Mit dem „Urban Emotions“-Projekt wollen die Wissenschaftler herausfinden, wie sich bisher nicht identifizierbare dynamische Vorgänge in der Stadt über Emotionsinforma­tionen erfassen und beeinflussen lassen. „Unsere Vision ist es, dass hier ein System entsteht, in dem die Bürger in die Raumbeobachtung aktiv mit einbezogen werden. Sie sollen helfen, eine andere Form der Raumwahrnehmung zu generieren und so auch ei­ne neue Sichtweise auf die Stadt als eine Art ‚Organismus‘ zu entwickeln“, erklärt Dr. Zeile.
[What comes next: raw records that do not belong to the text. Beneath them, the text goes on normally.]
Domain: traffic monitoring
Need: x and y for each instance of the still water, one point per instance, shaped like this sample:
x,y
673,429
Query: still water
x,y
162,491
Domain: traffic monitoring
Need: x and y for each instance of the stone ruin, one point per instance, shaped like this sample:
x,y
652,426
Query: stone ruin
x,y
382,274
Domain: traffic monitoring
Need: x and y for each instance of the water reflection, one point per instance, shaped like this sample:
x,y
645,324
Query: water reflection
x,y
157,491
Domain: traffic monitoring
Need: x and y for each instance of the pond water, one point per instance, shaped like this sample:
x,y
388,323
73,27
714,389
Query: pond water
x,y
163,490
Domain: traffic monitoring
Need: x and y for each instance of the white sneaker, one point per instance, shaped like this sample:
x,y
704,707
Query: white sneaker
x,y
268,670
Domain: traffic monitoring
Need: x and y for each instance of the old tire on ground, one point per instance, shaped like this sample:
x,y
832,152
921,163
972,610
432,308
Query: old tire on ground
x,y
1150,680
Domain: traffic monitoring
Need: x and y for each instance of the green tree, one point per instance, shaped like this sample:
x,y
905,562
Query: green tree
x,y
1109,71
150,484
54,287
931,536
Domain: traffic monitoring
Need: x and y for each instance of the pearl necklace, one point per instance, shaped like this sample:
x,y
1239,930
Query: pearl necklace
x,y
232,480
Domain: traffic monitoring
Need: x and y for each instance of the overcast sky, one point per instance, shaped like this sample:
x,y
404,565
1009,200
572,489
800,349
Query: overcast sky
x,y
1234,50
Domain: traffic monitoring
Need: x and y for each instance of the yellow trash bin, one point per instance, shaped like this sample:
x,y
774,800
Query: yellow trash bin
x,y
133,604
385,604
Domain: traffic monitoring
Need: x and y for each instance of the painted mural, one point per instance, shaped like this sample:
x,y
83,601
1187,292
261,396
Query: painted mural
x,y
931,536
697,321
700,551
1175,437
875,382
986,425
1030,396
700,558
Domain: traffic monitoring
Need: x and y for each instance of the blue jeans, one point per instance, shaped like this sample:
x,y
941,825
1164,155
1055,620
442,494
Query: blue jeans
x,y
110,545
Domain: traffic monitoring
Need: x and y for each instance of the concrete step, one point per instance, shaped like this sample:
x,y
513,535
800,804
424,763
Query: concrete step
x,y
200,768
Dazu untersuchen die Wissenschaftler, wie Emotionsinformationen am besten gewonnen werden können, wie belastbar diese Daten sind und wie sie so aufbereitet werden können, dass sie im Stadtplanungsprozess nutzbar sind. „Diese neuen kreati­ven Methoden können im Erfolgsfall eine wertvolle Ergänzung der traditionellen Stadt­planung sein“, sagt Dr. Resch.

Wissenschaftliche und technische Unterstützung erhalten die Wissenschaftler aus Heidelberg und Kaiserslautern vom Center for Geographic Analysis der Harvard Uni­versity und dem Civic Data Design Lab des Massachusetts Institute of Technology in Cambridge (USA) sowie den Research Studios Austria – iSPACE in Salzburg.  Das Forschungsprojekt wird von der Deutschen Forschungsgemeinschaft gefördert.